Small Businesses aren’t immune from this behavior.

Every year corporations spend around $4.5 million on a 30-second ad during the Super Bowl. That’s $150,000 a second. And they get nothing more in return than a promise of a large audience and the hope that a lasting impression will, one day, lead to a sale.

Now it may win the advertising agency an award, but no one will ever really know if it made the company any money. The sad thing is they probably don’t even try.

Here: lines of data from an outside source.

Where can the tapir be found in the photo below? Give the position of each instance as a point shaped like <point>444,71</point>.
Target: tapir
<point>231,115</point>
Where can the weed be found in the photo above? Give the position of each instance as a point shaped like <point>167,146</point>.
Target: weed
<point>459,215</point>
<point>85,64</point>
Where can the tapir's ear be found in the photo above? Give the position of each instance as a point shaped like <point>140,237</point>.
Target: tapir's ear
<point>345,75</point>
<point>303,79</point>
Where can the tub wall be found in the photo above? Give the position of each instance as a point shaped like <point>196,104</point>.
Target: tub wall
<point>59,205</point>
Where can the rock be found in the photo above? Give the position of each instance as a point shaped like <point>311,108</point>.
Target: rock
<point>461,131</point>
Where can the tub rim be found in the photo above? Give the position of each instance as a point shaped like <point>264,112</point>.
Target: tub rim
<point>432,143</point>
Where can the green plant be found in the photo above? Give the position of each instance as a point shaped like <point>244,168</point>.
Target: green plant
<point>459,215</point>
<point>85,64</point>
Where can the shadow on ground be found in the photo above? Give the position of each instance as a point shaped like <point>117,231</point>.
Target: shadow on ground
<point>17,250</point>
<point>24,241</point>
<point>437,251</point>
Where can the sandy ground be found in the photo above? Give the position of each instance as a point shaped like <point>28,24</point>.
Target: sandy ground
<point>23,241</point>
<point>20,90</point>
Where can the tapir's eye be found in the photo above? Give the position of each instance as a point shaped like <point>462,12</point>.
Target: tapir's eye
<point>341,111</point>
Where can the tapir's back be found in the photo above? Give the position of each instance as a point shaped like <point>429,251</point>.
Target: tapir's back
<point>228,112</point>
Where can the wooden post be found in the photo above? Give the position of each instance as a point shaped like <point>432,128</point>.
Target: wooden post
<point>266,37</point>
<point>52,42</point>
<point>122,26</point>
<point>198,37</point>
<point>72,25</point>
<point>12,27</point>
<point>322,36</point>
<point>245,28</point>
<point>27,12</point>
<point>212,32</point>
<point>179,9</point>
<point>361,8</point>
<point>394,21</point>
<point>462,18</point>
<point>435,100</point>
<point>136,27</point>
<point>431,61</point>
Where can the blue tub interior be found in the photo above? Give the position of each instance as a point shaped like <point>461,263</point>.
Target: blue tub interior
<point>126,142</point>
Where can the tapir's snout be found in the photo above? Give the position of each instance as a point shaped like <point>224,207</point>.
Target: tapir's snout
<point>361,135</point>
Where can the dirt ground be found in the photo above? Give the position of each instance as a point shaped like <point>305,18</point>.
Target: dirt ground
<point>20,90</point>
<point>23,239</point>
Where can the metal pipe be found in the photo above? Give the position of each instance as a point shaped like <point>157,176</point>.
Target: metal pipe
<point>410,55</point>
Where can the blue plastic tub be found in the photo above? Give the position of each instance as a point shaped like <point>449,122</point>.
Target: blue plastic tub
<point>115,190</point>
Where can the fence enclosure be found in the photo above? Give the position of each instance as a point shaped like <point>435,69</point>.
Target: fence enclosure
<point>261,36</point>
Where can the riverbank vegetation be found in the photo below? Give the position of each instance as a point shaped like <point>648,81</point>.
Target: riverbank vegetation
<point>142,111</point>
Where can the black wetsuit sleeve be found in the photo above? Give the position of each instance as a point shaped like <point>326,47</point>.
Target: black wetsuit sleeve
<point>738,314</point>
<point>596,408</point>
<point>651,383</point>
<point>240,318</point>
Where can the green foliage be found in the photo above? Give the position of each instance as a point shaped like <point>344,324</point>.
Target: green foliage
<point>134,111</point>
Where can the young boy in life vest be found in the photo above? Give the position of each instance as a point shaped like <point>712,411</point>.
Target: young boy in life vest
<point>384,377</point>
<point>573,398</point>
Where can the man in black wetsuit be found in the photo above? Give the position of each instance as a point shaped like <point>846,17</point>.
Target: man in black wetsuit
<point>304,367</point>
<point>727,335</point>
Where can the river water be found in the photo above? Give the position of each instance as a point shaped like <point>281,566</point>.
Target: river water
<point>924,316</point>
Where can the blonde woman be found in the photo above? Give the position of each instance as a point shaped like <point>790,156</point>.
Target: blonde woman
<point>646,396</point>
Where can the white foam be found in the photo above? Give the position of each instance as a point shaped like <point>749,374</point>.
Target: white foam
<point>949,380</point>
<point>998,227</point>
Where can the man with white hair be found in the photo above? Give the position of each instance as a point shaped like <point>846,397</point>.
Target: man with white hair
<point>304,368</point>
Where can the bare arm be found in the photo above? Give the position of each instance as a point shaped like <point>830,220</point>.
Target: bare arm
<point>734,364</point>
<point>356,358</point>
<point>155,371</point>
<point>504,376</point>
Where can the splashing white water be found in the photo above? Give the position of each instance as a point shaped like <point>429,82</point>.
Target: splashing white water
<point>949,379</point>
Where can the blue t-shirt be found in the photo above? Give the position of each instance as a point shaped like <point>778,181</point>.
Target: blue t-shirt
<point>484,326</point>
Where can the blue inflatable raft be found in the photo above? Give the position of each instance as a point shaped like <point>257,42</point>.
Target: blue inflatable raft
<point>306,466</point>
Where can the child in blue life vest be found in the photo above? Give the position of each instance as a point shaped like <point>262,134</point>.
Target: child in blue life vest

At the same time, small and medium-sizes businesses (SMB) spend hundreds or thousands of dollars on newspaper ads because the salesperson claims to have 100,000+ subscribers. Never mind that most subscribers never read the entire paper and will never actually see the advertisement.

These same SMB pay experts to load content onto social media. I’m not talking about the paid ads or boosts. I’m talking about the free stuff that even the experts can’t prove makes the business a single penny.

Then they spend thousands, even tens of thousands, of dollars on “nice looking” modern websites. And again, no one is ever sure that anyone who visits the site will actually become a customer.

Good marketing shouldn’t be an accident.

Of course, measuring and tracking the success of your marketing is only the beginning.

You also need to understand the role that copy, images, content, PPC ads, social media, and your website play at every step of the Customer Journey.

Luckily we can turn to Psychology for some help.

Psychologist Mark Knapp describes 5 stages of Coming Together in his Relational Development Model. In it, he describes the 4 stages people must go through before they reach the 5th stage called “Bonding”; which in the West usually represents marriage.

Knapp’s work provides us a framework for the Buyer’s Continuum™ which describes the 5 Stages of the Customer Journey that ends with a loyal and satisfied customer.

As with the Relational Development Model, the stages of the Buyer’s Continuum™ are completed in sequence. However, it’s very unlikely that two customers will go through the stages in exactly the same way.